- The Washington Times - Wednesday, December 18, 2002

NEW YORK (AP) A profit warning from McDonald's discouraged investors yesterday, reminding them of the weak economy and prompting them to unload stocks.
Although there was some good economic news, investors still opted to take profits from a substantial advance in the previous session and from a two-month fall rally. Analysts said some selling was to be expected, given the market's recent gains and the fact that the earnings and economic recoveries investors are hoping for in 2003 aren't yet assured.
The Dow Jones Industrial Average closed down 92.01, or 1.1 percent, at 8,535.39, having jumped 193.69 Monday.
The broader market also retreated. The Nasdaq Composite Index fell 8.29, or 0.6 percent, to 1,392.04. The Standard & Poor's 500 index declined 7.41, or 0.8 percent, to 902.99.

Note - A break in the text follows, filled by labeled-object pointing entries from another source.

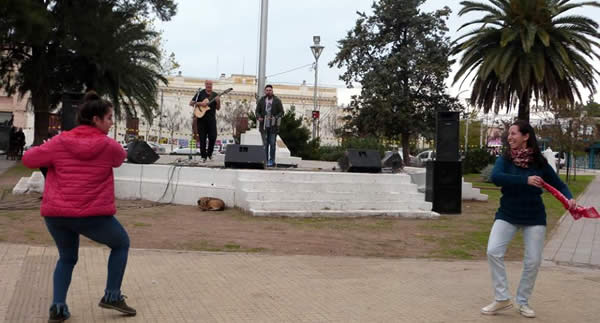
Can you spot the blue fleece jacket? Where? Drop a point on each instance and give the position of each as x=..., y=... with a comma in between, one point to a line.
x=522, y=203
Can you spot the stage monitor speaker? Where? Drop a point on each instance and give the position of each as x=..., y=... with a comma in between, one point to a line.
x=139, y=152
x=70, y=109
x=447, y=187
x=362, y=161
x=245, y=156
x=446, y=130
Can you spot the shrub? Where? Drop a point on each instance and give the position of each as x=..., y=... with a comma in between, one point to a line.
x=476, y=160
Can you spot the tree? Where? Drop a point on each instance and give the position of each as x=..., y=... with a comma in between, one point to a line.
x=572, y=129
x=400, y=57
x=524, y=49
x=51, y=47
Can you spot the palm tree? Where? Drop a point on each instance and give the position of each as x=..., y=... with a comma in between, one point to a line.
x=527, y=48
x=123, y=62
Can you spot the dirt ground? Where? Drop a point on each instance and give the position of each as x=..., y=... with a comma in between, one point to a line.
x=152, y=225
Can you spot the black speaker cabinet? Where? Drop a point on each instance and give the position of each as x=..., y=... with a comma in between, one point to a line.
x=429, y=169
x=70, y=109
x=139, y=152
x=245, y=156
x=447, y=187
x=446, y=142
x=363, y=161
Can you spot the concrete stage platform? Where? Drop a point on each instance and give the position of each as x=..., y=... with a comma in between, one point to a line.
x=314, y=188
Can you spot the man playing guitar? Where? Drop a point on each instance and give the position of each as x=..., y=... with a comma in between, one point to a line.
x=207, y=124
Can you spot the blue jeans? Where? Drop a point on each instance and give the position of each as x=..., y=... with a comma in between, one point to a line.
x=533, y=239
x=103, y=229
x=269, y=141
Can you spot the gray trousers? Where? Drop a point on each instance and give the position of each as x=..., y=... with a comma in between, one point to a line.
x=500, y=236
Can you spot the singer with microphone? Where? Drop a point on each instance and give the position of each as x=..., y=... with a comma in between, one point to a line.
x=269, y=111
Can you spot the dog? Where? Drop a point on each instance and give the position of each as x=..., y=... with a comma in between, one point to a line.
x=211, y=204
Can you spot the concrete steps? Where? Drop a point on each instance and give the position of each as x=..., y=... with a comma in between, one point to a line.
x=289, y=193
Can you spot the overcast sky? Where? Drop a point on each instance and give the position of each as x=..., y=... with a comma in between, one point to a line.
x=214, y=37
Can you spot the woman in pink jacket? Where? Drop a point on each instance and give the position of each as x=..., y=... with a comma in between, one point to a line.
x=79, y=199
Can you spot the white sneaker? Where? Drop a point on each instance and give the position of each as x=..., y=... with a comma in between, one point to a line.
x=526, y=311
x=496, y=307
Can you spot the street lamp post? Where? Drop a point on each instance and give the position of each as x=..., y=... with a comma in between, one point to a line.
x=316, y=50
x=160, y=117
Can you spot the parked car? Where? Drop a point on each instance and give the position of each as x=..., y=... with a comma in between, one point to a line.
x=185, y=151
x=425, y=156
x=413, y=160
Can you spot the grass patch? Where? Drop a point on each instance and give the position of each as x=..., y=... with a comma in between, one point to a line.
x=320, y=223
x=205, y=245
x=18, y=170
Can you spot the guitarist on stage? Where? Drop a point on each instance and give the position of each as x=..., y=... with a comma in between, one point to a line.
x=207, y=124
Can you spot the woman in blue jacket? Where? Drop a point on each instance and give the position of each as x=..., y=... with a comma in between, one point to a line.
x=520, y=171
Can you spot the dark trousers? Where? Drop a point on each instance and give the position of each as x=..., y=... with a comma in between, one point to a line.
x=270, y=144
x=207, y=127
x=103, y=229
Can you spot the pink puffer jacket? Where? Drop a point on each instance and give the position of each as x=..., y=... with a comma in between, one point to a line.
x=80, y=179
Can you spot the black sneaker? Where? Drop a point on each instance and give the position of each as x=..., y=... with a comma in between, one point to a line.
x=119, y=305
x=58, y=315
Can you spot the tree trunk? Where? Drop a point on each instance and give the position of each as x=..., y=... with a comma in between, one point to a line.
x=405, y=145
x=524, y=106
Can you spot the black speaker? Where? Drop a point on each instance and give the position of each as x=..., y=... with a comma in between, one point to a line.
x=70, y=109
x=245, y=156
x=429, y=169
x=446, y=142
x=4, y=138
x=139, y=152
x=392, y=160
x=447, y=187
x=362, y=161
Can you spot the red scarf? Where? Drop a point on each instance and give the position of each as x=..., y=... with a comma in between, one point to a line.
x=522, y=157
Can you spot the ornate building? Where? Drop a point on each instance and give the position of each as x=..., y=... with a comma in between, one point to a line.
x=173, y=121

"We had a big run-up yesterday, and the basis for that is not really clear," said Ed Peters, chief investment officer at PanAgora Asset Management in Boston. "McDonald's could have a negative impact. And things in the Middle East continue to sound worrisome, and that has some impact."
Yesterday's batch of economic news was rather positive. The Federal Reserve reported that industrial production rose 0.1 percent in November, bouncing off a 0.6 percent drop in October and matching Wall Street's expectations.
In another report, the Labor Department said consumer prices edged up 0.1 percent in November, the smallest gain since July and better than analysts had expected.